Recover public key from Signature instance with `recovery` bit set.

### utils

A bunch of useful **utilities** are also exposed:

```typescript

type Bytes = Uint8Array;

const etc: {

  hexToBytes: (hex: string) => Bytes;

  bytesToHex: (b: Bytes) => string;

  concatBytes: (...arrs: Bytes[]) => Bytes;

  bytesToNumberBE: (b: Bytes) => bigint;

  numberToBytesBE: (num: bigint) => Bytes;

  mod: (a: bigint, b?: bigint) => bigint;

  invert: (num: bigint, md?: bigint) => bigint;

  hmacSha256Async: (key: Bytes, ...msgs: Bytes[]) => Promise;

  hmacSha256Sync: HmacFnSync;

  hashToPrivateKey: (hash: Hex) => Bytes;

  randomBytes: (len: number) => Bytes;

};

const utils: {

  normPrivateKeyToScalar: (p: PrivKey) => bigint;

  randomPrivateKey: () => Bytes; // Uses CSPRNG https://developer.mozilla.org/en-US/docs/Web/API/Crypto/getRandomValues

  isValidPrivateKey: (key: Hex) => boolean;

  precompute(p: ProjectivePoint, windowSize?: number): ProjectivePoint;

};

class ProjectivePoint {

  constructor(px: bigint, py: bigint, pz: bigint);

  static readonly BASE: ProjectivePoint;

  static readonly ZERO: ProjectivePoint;

  static fromAffine(point: AffinePoint): ProjectivePoint;

  static fromHex(hex: Hex): ProjectivePoint;

  static fromPrivateKey(n: PrivKey): ProjectivePoint;

  get x(): bigint;

  get y(): bigint;

  add(other: ProjectivePoint): ProjectivePoint;

  assertValidity(): void;

  equals(other: ProjectivePoint): boolean;

  multiply(n: bigint): ProjectivePoint;

  negate(): ProjectivePoint;

  subtract(other: ProjectivePoint): ProjectivePoint;

  toAffine(): AffinePoint;

  toHex(isCompressed?: boolean): string;

  toRawBytes(isCompressed?: boolean): Bytes;

}

class Signature {

  constructor(r: bigint, s: bigint, recovery?: number | undefined);

  static fromCompact(hex: Hex): Signature;

  readonly r: bigint;

  readonly s: bigint;

  readonly recovery?: number | undefined;

  ok(): Signature;

  hasHighS(): boolean;

  normalizeS(): Signature;

  recoverPublicKey(msgh: Hex): Point;

  toCompactRawBytes(): Bytes;

  toCompactHex(): string;

}

CURVE; // curve prime; order; equation params, generator coordinates

```

## Security

The module is production-ready.

It is cross-tested against [noble-curves](https://github.com/paulmillr/noble-curves),

and has similar security.

1. The current version is rewrite of v1, which has been audited by cure53:

   [PDF](https://cure53.de/pentest-report_noble-lib.pdf) (funded by [Umbra.cash](https://umbra.cash) & community).
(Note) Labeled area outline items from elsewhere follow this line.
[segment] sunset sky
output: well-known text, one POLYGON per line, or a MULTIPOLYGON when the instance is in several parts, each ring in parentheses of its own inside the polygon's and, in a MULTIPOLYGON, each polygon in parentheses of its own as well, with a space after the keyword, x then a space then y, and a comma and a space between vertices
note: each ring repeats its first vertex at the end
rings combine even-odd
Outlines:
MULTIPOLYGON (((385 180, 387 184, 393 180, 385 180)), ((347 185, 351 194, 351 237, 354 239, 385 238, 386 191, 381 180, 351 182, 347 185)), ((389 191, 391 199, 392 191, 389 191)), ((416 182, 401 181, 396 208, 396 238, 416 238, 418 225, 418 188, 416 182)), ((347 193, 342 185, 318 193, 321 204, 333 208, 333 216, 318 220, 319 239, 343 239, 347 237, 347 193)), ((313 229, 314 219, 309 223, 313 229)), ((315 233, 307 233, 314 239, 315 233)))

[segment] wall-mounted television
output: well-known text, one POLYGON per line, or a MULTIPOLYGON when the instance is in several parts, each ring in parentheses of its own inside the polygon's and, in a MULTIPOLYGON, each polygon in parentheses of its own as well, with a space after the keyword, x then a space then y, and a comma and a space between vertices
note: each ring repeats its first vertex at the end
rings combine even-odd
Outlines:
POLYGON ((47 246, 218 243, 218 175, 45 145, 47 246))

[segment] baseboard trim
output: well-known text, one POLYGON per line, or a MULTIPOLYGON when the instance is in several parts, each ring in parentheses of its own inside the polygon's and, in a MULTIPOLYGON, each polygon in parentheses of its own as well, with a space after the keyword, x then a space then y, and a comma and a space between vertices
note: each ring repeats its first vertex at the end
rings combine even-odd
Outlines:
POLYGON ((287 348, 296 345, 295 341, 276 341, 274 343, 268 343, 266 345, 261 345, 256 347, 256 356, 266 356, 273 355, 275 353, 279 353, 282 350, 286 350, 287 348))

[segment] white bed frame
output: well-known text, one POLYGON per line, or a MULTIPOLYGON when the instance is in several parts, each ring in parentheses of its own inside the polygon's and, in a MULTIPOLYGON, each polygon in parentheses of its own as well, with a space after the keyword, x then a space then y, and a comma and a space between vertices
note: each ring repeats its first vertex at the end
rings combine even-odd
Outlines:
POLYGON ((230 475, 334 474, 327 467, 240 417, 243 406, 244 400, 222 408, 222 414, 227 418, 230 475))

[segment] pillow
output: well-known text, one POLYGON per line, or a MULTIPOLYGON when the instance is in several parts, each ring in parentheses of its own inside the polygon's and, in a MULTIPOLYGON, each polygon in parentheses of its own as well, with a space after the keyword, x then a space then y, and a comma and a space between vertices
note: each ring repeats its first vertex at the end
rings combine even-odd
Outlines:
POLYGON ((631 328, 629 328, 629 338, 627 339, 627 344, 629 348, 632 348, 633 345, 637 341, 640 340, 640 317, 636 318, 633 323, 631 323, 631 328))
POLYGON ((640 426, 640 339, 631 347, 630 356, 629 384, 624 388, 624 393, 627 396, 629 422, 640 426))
2. It's being fuzzed by [Guido Vranken's cryptofuzz](https://github.com/guidovranken/cryptofuzz):

   run the fuzzer by yourself to check.

Our EC multiplication is hardened to be algorithmically constant time.
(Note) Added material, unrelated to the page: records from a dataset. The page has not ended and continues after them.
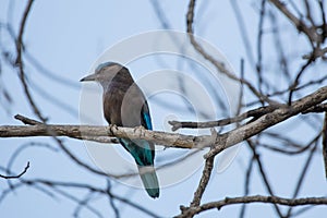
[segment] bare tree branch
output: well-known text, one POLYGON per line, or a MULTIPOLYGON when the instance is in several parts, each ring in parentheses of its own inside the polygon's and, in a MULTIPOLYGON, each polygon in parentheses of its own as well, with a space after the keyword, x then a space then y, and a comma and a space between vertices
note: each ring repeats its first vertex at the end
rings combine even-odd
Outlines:
POLYGON ((29 161, 27 162, 26 167, 24 168, 24 170, 20 174, 17 174, 17 175, 3 175, 3 174, 0 174, 0 178, 7 179, 7 180, 9 180, 9 179, 19 179, 27 172, 28 168, 29 168, 29 161))
POLYGON ((218 202, 210 202, 199 205, 197 207, 189 207, 182 210, 182 214, 175 216, 175 218, 193 217, 209 209, 221 209, 221 207, 234 204, 250 204, 250 203, 265 203, 265 204, 279 204, 287 206, 303 206, 303 205, 327 205, 326 197, 305 197, 305 198, 283 198, 278 196, 244 196, 244 197, 226 197, 218 202))

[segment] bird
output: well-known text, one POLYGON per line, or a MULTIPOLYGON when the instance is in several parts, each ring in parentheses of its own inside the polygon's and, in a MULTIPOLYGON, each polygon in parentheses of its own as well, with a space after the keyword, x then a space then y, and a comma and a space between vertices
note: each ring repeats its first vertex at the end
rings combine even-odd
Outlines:
MULTIPOLYGON (((145 95, 128 68, 117 62, 104 62, 96 68, 94 74, 80 82, 89 81, 97 82, 102 87, 104 116, 109 124, 153 130, 145 95)), ((145 140, 118 141, 134 158, 147 194, 153 198, 159 197, 159 182, 154 168, 155 144, 145 140)))

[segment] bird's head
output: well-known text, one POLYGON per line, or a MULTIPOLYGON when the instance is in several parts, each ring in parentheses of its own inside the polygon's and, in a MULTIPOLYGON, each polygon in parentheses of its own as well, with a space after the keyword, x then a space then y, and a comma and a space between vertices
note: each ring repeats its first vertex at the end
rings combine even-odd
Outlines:
POLYGON ((95 81, 100 83, 104 87, 112 81, 112 78, 122 70, 126 70, 123 65, 114 62, 105 62, 99 64, 94 74, 87 75, 80 80, 80 82, 95 81))

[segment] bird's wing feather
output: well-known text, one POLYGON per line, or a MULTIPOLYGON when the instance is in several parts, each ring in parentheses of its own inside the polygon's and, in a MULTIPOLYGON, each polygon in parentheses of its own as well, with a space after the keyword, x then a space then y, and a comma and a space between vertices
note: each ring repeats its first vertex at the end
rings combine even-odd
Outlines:
POLYGON ((142 116, 142 124, 145 126, 145 129, 153 130, 152 117, 149 114, 148 105, 146 101, 142 107, 141 116, 142 116))

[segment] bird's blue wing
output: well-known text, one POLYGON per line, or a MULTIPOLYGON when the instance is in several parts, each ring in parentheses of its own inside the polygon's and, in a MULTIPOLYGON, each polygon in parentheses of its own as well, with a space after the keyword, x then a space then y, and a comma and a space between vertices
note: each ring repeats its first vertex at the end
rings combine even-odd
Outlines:
POLYGON ((145 129, 153 130, 152 117, 149 114, 149 110, 146 101, 142 107, 141 116, 142 116, 142 124, 145 126, 145 129))

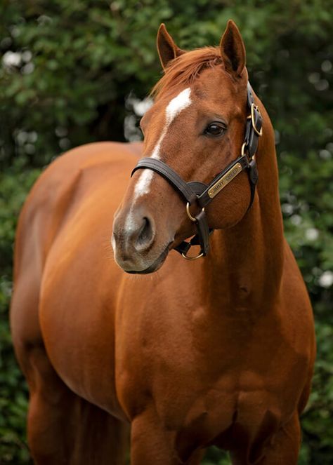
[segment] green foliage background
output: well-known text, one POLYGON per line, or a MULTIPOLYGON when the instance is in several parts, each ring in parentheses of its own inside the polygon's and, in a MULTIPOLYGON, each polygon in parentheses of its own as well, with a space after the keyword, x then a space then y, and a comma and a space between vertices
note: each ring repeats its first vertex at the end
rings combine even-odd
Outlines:
MULTIPOLYGON (((27 192, 60 152, 124 140, 126 97, 143 98, 160 76, 160 22, 192 48, 218 44, 233 18, 276 130, 285 232, 315 311, 318 355, 299 464, 333 464, 332 11, 332 0, 2 0, 0 463, 30 462, 27 392, 8 323, 15 227, 27 192)), ((228 463, 214 448, 204 461, 228 463)))

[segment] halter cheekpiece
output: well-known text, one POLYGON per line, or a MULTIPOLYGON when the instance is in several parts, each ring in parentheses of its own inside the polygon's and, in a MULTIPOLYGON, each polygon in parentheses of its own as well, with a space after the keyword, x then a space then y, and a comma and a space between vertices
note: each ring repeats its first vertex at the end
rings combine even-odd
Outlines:
POLYGON ((161 160, 155 159, 141 159, 132 171, 131 176, 137 170, 148 168, 158 173, 181 194, 186 202, 186 213, 191 221, 195 223, 197 234, 189 241, 183 241, 175 250, 188 260, 195 260, 207 255, 209 249, 209 235, 214 229, 209 228, 207 223, 204 208, 221 191, 232 181, 240 173, 247 170, 251 189, 251 199, 249 208, 251 208, 258 182, 258 170, 255 155, 258 148, 259 137, 262 135, 263 120, 258 106, 254 104, 252 88, 247 83, 247 107, 249 114, 247 116, 245 137, 242 146, 241 154, 232 161, 208 185, 197 181, 185 182, 179 175, 170 166, 161 160), (197 215, 192 215, 190 206, 197 203, 200 211, 197 215), (195 257, 188 257, 188 252, 192 245, 200 245, 200 252, 195 257))

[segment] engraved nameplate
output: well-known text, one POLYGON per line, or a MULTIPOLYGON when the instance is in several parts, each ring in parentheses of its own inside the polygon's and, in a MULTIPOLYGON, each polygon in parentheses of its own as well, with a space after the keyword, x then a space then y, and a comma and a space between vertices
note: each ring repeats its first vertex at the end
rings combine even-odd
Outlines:
POLYGON ((215 196, 221 191, 223 187, 226 187, 227 184, 229 184, 230 181, 235 177, 239 173, 242 171, 242 165, 240 163, 236 163, 235 166, 233 166, 218 181, 211 186, 211 187, 208 191, 208 195, 211 198, 215 197, 215 196))

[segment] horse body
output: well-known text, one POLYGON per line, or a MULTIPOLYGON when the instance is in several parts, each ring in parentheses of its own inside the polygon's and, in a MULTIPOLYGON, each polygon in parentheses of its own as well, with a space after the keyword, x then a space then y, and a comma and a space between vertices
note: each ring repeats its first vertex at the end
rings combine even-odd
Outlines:
MULTIPOLYGON (((214 231, 201 261, 171 252, 150 278, 124 274, 111 257, 112 218, 129 213, 133 186, 124 187, 145 146, 79 147, 32 189, 18 229, 11 318, 37 463, 123 463, 126 424, 133 464, 197 464, 211 444, 235 464, 296 463, 313 323, 283 238, 273 129, 261 111, 265 175, 254 204, 245 213, 242 173, 223 194, 242 218, 214 231)), ((181 200, 154 182, 176 217, 181 200)), ((126 241, 117 241, 124 262, 126 241)))

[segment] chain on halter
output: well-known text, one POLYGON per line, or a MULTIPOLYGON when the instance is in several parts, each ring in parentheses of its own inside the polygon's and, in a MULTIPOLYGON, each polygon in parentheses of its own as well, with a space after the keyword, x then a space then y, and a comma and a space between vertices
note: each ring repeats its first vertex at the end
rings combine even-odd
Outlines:
POLYGON ((251 189, 251 199, 248 210, 251 208, 258 182, 258 170, 255 155, 258 148, 259 139, 263 133, 263 120, 258 106, 254 104, 252 88, 247 83, 247 107, 249 114, 247 116, 245 128, 245 137, 242 146, 241 154, 214 177, 208 186, 197 181, 185 182, 179 175, 161 160, 141 159, 133 170, 131 176, 137 170, 148 168, 158 173, 181 194, 186 202, 186 213, 189 219, 195 223, 197 234, 189 241, 183 241, 175 250, 188 260, 195 260, 207 255, 209 249, 209 236, 214 229, 208 226, 205 207, 221 191, 244 170, 247 170, 251 189), (193 215, 190 210, 190 205, 198 205, 201 210, 193 215), (200 245, 200 252, 195 257, 189 257, 188 252, 193 245, 200 245))

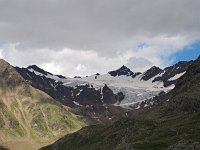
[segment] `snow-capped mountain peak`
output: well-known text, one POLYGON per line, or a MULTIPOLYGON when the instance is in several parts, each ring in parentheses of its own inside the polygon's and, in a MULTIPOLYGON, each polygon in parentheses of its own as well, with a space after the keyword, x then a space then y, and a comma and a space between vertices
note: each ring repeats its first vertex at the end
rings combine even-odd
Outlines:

We're using built-in JS `BigInt`, which is potentially vulnerable to

[timing attacks](https://en.wikipedia.org/wiki/Timing_attack) as

[per MDN](https://developer.mozilla.org/en-US/docs/Web/JavaScript/Reference/Global_Objects/BigInt#cryptography).

But, _JIT-compiler_ and _Garbage Collector_ make "constant time" extremely hard

to achieve in a scripting language. Which means _any other JS library doesn't

use constant-time bigints_. Including bn.js or anything else.

Even statically typed Rust, a language without GC,

[makes it harder to achieve constant-time](https://www.chosenplaintext.ca/open-source/rust-timing-shield/security)

for some cases. If your goal is absolute security, don't use any JS lib —

including bindings to native ones. Use low-level libraries & languages.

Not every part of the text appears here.